That silence after a wildfire

THE utter silence that follows a wildfire is hard to countenance and harder still to understand.

As authorities in Arizona examine the area around Yarnell Hill to understand exactly how 19 hot-shot firefighters died last week - and to try to prevent it happening again - they will cope with that strange, all-encompassing silence that cloaks a barren landscape.

The first time you stand on scorched earth after a wildfire has swept through, you hear nothing.

You catch yourself frowning, because you do not understand the complete absence of noise in a black-grey landscape devoid of any living thing.

You look left. You look right. You look behind you. Have you somehow lost your hearing entirely? Has some invisible being surreptitiously deprived you of every vestige of aural perception?

The total silence is so unnerving that you instinctively take a step backwards. Then you hear the first sound. It is the sound of the sole of your shoe, easily compressing the thick layer of powdery dark-grey ash that stretches everywhere, in every direction, as far as you can see.

So you can hear your own footfall, right? Then why is it that you cannot hear anything else?

There is a simple explanation. As wildfires voraciously consume all the oxygen in their path, the wind whips embers hundreds of metres ahead of the actual blaze. These embers consume not just the base of other trees, not just the tinder-dry underbrush, but the crowns of surrounding trees, rich with their green canopies.

To watch and document a wildfire is to be almost hypnotised as the tops of trees - several metres away from the actual fire - explode in a terrifying chain reaction.

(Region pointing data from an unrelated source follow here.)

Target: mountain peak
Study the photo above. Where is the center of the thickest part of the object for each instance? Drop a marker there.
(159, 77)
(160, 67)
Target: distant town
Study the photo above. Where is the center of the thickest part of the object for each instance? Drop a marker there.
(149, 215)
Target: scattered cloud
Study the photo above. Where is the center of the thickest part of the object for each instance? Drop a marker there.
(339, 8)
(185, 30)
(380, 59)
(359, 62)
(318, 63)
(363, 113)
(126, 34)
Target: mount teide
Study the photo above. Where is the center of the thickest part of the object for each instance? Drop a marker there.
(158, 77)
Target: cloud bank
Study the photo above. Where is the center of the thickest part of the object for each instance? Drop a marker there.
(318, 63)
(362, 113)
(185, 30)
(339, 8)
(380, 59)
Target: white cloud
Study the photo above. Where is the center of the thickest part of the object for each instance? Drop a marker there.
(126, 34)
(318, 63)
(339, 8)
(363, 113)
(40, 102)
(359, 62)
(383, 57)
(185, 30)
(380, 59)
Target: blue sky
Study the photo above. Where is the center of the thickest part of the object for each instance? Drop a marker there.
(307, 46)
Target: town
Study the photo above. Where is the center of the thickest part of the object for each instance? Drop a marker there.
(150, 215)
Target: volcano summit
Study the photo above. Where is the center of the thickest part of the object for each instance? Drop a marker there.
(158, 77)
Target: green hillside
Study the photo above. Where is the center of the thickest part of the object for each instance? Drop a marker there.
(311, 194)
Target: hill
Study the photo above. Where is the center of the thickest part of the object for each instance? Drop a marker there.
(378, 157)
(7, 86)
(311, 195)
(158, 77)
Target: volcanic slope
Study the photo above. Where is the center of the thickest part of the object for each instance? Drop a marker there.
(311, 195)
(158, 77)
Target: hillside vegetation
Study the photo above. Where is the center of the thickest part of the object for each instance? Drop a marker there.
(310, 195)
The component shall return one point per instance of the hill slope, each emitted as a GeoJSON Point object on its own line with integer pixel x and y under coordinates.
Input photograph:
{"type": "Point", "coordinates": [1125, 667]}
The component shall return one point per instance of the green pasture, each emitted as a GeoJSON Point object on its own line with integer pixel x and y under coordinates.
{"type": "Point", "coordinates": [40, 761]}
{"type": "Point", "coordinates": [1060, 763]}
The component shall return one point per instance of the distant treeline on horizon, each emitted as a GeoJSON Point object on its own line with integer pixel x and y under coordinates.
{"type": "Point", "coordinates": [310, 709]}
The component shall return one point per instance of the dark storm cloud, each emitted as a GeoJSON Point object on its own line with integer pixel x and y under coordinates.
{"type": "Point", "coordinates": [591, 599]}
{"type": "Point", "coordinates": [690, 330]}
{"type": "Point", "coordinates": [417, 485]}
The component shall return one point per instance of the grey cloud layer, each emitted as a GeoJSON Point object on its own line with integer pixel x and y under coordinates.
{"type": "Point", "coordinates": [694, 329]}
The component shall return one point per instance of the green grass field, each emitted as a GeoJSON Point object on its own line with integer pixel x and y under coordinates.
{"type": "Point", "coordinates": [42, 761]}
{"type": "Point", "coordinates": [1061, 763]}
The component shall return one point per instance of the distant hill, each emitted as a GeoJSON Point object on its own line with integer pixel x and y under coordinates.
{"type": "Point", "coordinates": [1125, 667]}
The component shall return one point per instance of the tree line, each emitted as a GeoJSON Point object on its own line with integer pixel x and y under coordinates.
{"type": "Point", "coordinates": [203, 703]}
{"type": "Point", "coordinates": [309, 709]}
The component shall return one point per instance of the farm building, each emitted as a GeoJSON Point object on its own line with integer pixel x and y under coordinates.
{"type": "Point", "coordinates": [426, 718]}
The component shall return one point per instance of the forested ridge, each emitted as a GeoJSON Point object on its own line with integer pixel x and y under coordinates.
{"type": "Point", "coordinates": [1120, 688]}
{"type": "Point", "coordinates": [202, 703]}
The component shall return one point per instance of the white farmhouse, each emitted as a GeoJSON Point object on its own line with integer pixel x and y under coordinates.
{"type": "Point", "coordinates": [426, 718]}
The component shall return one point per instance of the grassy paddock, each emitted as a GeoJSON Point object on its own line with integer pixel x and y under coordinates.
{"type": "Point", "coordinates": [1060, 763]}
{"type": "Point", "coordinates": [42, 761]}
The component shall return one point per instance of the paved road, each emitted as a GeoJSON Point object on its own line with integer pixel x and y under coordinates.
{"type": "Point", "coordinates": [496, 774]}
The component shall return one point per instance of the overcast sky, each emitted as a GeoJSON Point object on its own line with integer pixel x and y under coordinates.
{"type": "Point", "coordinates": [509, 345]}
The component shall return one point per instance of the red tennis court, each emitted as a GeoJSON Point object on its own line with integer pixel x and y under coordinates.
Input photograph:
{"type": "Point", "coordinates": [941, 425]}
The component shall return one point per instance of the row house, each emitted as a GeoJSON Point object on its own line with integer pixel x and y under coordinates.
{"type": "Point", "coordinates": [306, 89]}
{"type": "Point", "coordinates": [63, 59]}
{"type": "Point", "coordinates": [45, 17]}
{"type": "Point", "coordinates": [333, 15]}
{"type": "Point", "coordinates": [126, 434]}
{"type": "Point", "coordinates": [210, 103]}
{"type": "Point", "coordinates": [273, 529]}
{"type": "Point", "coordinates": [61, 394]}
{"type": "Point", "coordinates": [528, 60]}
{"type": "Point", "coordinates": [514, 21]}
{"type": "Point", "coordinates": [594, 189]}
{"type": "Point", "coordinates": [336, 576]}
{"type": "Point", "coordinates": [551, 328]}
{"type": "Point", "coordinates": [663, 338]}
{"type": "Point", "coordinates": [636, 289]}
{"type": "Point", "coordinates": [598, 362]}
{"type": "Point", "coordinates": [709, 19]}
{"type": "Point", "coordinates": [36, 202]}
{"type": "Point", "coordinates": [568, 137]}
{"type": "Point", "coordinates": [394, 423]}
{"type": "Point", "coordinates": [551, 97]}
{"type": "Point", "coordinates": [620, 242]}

Fire, gust, embers, explosion; fire, gust, embers, explosion. It is almost as if Dante's Inferno has manifested itself in real life.

And when the fire has passed, taking a random path dictated purely by the wind, the silence envelops everything.

You see, wildfires strip every vestige of foliage from trees in their path. So when you walk across the desolation, you hear nothing because there are no leaves on the thousands of trees around you.

Think about it. Unless the breeze around you is a howling gale, your only perception of it when you're out in open land away from urban areas is the rustling of leaves.

No leaves. No sound. It's an unsettling experience, but it's perfectly logical.

There is something else as well. A wild landscape always teems with its own myriad life forms. Insects, birds, rodents, small wild animals and - depending on the area - large animals as well.

But there is nothing left alive after a wildfire. The insects have perished. The rodents and wild animals of all sizes that are not quick enough to outrun the flames have been consumed as well.

And the birds? They flee, generally at the first hint of fire. But sometimes, in the most terrible wildfires, when the oxygen disappears above the treetops, sucked inexorably into the vortex of the rampaging blaze, the birds cannot breathe either, even though they are flying clear of the flames - so they fall to earth, dead before the hit the ground.

With no leaves to rustle and no living creatures of any description, your footfall is all you hear. You and you alone are the only sign of life.